Opinion
‘No one is too small to make a difference’
‘The barriers women face in medicine aren’t always dramatic. They’re often quietly structural,’ writes Dr Ramya Raman.
‘I was the doctor who did the work, kept my head down, tried not to take up too much space.’
There was a time when I walked into rooms quietly. No title. No profile. No confidence that my voice belonged at the table.
I was the doctor who did the work, kept my head down, tried not to take up too much space.
I told myself that one day when I was more experienced, more polished, more ‘ready’, I’d speak up. I’d lead. I’d advocate. I’d be seen.
But the truth is: ‘ready’ rarely arrives like a certificate.
Confidence doesn’t always come before courage. Often, it comes after.
What changed for me wasn’t a sudden promotion or a shiny role. It was people. People who saw something in me before I could see it in myself.
A supervisor who didn’t just teach medicine but modelled how to hold your ground with compassion. A colleague who said, ‘you should apply for that’, and then actually helped me do it. A mentor who created space for my ideas without making me feel like I had to earn oxygen first.
Small moments; but they were powerful. They were the difference between staying silent and stepping forward.
On International Women’s Day, I think about Greta Thunberg’s words: ‘No one is too small to make a difference’.
We often interpret that quote as a call to change the world. And it is.
But in medicine, I think it also means something more intimate: No one is too small to change a life.
No one is too small to shift a culture. No one is too small to open a door for someone else.
I remember one moment in my career with uncomfortable clarity. I’d shared an idea in a meeting nothing dramatic, just a practical suggestion about how we could improve a process and make things safer for patients. The room went quiet for a beat. Then came the smiles that didn’t quite reach the eyes.

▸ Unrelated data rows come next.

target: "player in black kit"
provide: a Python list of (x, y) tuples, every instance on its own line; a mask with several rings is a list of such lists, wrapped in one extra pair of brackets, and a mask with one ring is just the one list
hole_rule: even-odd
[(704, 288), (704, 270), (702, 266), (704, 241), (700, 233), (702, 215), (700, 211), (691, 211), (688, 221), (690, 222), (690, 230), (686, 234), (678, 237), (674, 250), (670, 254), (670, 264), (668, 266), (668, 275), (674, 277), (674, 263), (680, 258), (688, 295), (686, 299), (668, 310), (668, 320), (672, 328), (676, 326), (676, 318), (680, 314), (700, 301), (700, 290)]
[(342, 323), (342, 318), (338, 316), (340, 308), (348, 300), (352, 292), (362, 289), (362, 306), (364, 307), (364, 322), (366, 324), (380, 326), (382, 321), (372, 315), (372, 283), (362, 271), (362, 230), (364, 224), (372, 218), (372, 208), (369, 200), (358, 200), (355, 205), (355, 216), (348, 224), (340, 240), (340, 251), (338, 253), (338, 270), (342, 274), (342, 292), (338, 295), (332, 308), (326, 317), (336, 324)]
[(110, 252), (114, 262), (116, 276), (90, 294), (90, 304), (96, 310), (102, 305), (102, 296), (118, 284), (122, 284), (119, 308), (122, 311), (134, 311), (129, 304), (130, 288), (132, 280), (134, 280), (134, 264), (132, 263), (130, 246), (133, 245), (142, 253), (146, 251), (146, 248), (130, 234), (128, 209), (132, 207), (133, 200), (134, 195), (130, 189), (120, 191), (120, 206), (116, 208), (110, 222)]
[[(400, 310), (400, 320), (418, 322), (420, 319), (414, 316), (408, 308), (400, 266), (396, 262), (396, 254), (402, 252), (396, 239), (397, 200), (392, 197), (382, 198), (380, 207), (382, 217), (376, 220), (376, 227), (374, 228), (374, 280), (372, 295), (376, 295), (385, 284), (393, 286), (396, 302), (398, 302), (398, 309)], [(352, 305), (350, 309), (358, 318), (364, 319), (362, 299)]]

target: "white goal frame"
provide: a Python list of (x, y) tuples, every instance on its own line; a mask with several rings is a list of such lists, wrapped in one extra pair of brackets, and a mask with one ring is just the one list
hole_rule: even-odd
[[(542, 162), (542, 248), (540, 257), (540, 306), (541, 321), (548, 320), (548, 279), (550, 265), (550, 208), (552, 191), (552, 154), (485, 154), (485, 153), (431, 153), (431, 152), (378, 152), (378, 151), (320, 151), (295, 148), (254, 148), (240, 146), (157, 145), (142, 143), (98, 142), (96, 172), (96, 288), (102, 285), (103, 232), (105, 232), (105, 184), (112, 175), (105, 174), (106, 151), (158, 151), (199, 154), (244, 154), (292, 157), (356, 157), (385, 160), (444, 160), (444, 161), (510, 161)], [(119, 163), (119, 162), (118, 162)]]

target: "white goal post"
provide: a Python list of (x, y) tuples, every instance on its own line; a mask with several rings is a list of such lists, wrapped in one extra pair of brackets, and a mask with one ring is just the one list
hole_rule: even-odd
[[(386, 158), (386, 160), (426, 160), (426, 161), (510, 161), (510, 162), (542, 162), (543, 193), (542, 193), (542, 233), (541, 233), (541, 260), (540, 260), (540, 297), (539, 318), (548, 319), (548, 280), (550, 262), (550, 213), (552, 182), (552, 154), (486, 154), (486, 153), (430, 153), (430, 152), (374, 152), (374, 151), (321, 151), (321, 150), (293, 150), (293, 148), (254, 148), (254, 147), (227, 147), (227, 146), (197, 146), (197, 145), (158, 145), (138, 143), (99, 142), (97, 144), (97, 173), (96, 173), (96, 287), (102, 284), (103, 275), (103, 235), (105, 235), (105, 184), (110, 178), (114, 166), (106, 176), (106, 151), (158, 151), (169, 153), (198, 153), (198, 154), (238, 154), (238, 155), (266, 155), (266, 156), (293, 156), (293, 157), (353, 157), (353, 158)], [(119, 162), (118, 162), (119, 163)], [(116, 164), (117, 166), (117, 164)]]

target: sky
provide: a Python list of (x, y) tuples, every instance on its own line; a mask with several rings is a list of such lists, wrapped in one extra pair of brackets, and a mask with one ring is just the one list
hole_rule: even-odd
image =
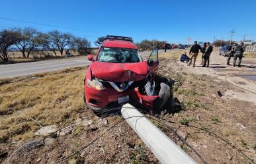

‘That’s … ambitious.’ ‘Maybe focus on your clinical work first.’ ‘Let’s be realistic.’ And my personal favourite: ‘You’ll understand how things work once you’ve been around longer.’
It wasn’t overt enough to challenge without being labelled ‘difficult’. Nevertheless, it was pointed enough to do its job: shrink you, soften your edges, teach you to stay in your lane.
Because the barriers women face in medicine aren’t always dramatic. They’re often quietly structural:
- The meeting where you’re interrupted … repeatedly
- The leadership role offered to someone else because you’re ‘too busy’
- The roster that assumes you don’t have caring responsibilities
- The invisible penalty for empathy, time, and patient-centred care
We have come a long way. More women are entering medicine than ever before. More women are leading departments, colleges, and organisations. There is more visibility, more conversation, more momentum.
And still, there’s work to do. As a system.
There are obvious fixes we should stop delaying: pay equity, workplace safety, genuine flexibility, transparent recruitment and promotion, and pathways that don’t punish people for having children or for having a life.
But there’s also something we can do today, without a policy change.
We can choose to be the person who believes in someone early.
That belief might look like:
- inviting a colleague to share their view and then backing them when they do
- naming bias when it appears, even when it’s uncomfortable
- recommending a woman for a role before she ‘ticks every box’
- sponsoring not just mentoring so opportunities actually materialise
- asking, “Who’s missing from this room?” and doing something about it.
So, on International Women’s Day, I’m thinking about the younger version of me, the one with no title and not much confidence. And I’m thinking about the people who did. They probably didn’t realise how much they changed the trajectory of my life. But they did.
No one is too small to make a difference. Sometimes the difference is a policy. Sometimes it’s a movement.